Fri May 29, 2009 @ 04:44PM PST
By Eriq Gardner
Ben Sheffner of the Copyrights & Campaigns blog
has an interesting column up at Slate that notes a "discreet" meeting by the nation's biggest newspaper publishers over whether and how to start charging readers for online content. Sheffner notes:
"Antitrust law is complicated, but one principle is very simple: Competitors cannot get together and agree on price or the terms on which they will offer their services to their customers. It doesn't matter if the industry is ailing or if collusion would be 'good' for society or necessary to preserve democracy. An agreement regarding pricing is 'per se'—automatically—illegal under Section 1 of the Sherman Act, the main federal antitrust law."

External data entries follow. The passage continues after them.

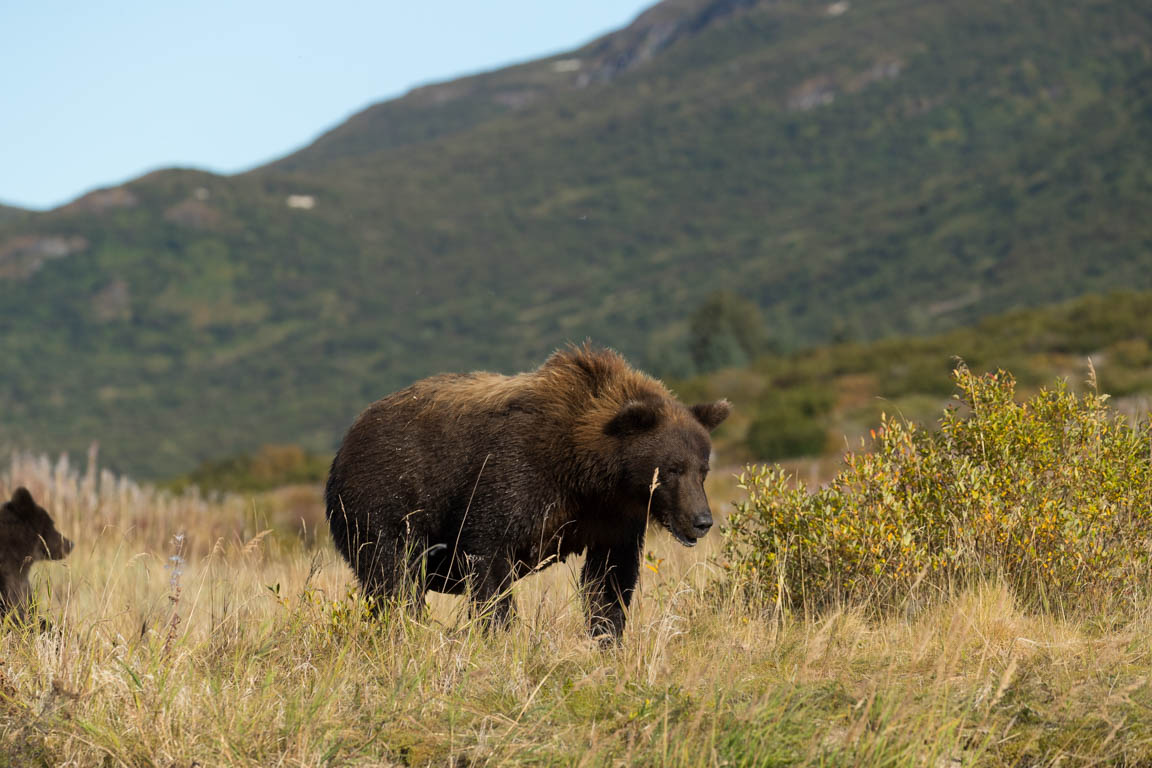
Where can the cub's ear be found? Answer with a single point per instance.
(22, 503)
(712, 415)
(634, 417)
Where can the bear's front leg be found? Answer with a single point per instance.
(491, 591)
(608, 580)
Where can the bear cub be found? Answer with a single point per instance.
(27, 535)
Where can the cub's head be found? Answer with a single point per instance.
(28, 533)
(662, 434)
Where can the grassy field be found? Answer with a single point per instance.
(209, 632)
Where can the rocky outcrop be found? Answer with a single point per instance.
(653, 31)
(21, 257)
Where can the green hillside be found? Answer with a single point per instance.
(901, 167)
(824, 400)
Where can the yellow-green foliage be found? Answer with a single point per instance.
(1053, 495)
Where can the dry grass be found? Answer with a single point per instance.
(239, 645)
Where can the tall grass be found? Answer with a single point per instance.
(188, 630)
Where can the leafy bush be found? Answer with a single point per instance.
(1052, 495)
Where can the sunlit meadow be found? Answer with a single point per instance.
(186, 630)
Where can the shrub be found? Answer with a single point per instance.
(1053, 495)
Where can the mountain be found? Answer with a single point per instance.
(856, 168)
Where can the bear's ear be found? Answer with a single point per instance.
(712, 415)
(22, 500)
(634, 417)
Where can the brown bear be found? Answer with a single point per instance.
(27, 535)
(478, 479)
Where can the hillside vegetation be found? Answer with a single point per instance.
(824, 400)
(895, 167)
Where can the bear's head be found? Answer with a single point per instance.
(28, 533)
(666, 439)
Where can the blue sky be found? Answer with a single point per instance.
(95, 93)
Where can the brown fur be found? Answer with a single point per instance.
(482, 478)
(27, 535)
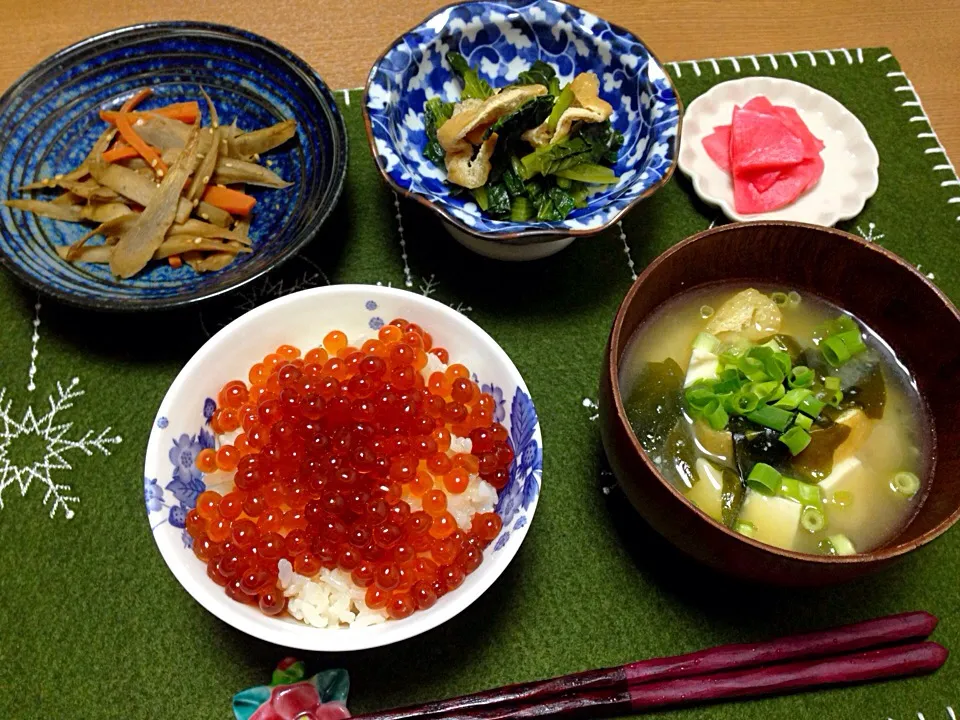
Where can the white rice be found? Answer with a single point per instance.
(329, 599)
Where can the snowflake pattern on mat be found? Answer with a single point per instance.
(870, 235)
(50, 429)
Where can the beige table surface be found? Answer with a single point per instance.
(342, 38)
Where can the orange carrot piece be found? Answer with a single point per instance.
(233, 201)
(186, 112)
(138, 97)
(120, 152)
(149, 154)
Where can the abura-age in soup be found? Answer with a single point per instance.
(780, 416)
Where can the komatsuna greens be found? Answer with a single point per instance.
(529, 150)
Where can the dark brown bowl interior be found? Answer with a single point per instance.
(881, 289)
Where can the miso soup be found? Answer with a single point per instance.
(781, 416)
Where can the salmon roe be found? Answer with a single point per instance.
(341, 458)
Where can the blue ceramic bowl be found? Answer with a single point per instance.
(49, 121)
(502, 39)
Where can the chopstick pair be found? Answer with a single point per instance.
(855, 653)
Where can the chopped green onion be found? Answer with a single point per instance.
(745, 402)
(706, 341)
(834, 351)
(800, 376)
(771, 417)
(806, 494)
(564, 100)
(812, 520)
(791, 399)
(727, 385)
(843, 498)
(520, 209)
(811, 406)
(842, 545)
(796, 439)
(700, 394)
(716, 415)
(480, 195)
(905, 483)
(764, 479)
(752, 368)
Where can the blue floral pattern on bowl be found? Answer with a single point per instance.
(523, 487)
(502, 39)
(179, 495)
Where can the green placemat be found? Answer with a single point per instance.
(93, 625)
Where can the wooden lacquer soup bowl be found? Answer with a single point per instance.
(878, 287)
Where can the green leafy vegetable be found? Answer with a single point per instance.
(474, 86)
(436, 112)
(816, 461)
(592, 144)
(520, 209)
(513, 182)
(563, 102)
(499, 199)
(679, 445)
(589, 173)
(480, 195)
(654, 403)
(731, 497)
(530, 114)
(539, 74)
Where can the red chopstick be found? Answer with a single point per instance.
(849, 638)
(883, 664)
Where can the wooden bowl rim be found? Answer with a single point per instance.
(882, 553)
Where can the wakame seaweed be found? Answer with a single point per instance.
(655, 403)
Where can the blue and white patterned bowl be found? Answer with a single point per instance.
(181, 429)
(48, 122)
(503, 39)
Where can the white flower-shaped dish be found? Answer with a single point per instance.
(181, 429)
(850, 159)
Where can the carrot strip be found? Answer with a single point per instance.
(233, 201)
(138, 97)
(186, 112)
(150, 155)
(120, 152)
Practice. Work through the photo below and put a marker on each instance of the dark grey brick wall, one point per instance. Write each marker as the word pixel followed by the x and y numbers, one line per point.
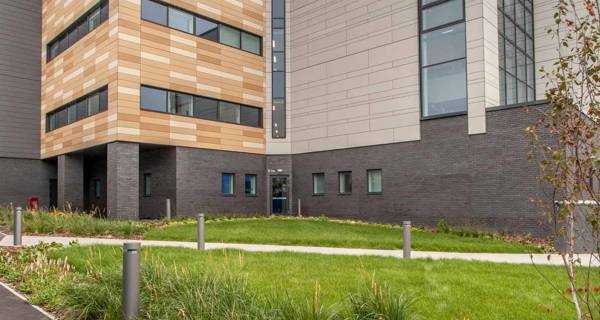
pixel 20 55
pixel 23 178
pixel 161 164
pixel 70 182
pixel 122 171
pixel 199 182
pixel 484 181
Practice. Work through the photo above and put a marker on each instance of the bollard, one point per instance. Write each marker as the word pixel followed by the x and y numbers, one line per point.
pixel 131 280
pixel 406 239
pixel 168 209
pixel 200 235
pixel 18 218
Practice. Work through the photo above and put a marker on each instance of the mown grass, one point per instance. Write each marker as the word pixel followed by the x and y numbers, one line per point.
pixel 447 289
pixel 330 233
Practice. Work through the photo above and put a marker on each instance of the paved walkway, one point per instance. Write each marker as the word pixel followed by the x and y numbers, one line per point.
pixel 520 258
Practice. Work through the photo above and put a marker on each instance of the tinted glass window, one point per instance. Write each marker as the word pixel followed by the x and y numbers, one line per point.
pixel 250 116
pixel 250 43
pixel 207 29
pixel 443 45
pixel 206 108
pixel 442 14
pixel 444 88
pixel 153 99
pixel 229 36
pixel 180 103
pixel 154 12
pixel 229 112
pixel 180 20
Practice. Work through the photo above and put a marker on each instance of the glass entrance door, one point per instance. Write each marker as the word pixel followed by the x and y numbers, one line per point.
pixel 279 195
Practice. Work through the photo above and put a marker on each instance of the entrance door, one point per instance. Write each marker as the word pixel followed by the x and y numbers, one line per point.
pixel 53 194
pixel 279 195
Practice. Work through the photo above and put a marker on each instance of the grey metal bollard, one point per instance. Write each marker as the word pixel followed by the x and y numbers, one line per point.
pixel 406 239
pixel 131 280
pixel 200 236
pixel 18 229
pixel 168 209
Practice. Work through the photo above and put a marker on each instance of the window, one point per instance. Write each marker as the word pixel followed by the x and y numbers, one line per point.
pixel 181 21
pixel 153 99
pixel 206 108
pixel 160 100
pixel 207 29
pixel 516 48
pixel 180 103
pixel 374 184
pixel 79 109
pixel 251 43
pixel 154 12
pixel 97 188
pixel 443 58
pixel 229 112
pixel 227 182
pixel 229 36
pixel 147 184
pixel 345 182
pixel 178 19
pixel 250 184
pixel 77 30
pixel 318 183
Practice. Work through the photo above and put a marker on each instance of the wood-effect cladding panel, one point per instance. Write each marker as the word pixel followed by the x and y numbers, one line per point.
pixel 126 52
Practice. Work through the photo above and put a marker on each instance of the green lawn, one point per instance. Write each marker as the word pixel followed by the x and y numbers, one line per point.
pixel 329 233
pixel 449 289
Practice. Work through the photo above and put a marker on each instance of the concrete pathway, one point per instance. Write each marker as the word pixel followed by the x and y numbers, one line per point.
pixel 14 306
pixel 519 258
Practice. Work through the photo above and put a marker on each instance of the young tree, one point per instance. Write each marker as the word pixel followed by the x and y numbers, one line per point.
pixel 569 163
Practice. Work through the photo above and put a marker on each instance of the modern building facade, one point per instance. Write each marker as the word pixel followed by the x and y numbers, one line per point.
pixel 378 110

But we're taken with another aspect of the story. Sheffner draws some dots to a 1994 Hawaii hotel room meeting where agricultural-products companies gathered "under the guise of a trade-association meeting to fix prices" on a certain chemical.
Trade associations. Hmm
. In the recent weeks, we've seen quite a bit of antitrust scrutiny on this front. Recently, the Department of Justice announced it was going to be looking into a settlement
between Google and the Association of American Publishers to see if a forged licensing agreement that ended litigation passed the antitrust sniff test. A couple weeks later, in its case against Hollywood studios over a technology that allows consumers to back up DVDs on a hard drive, Real Networks filed a complaint alleging antitrust
on the part of studios for the way they developed and licensed anti-piracy technology standards on DVDs.
As media companies struggle with ways to monetize their digital future, it's no surprise they would lean more heavily on their trade associations for help. We wouldn't be surprised if the government's attention follows.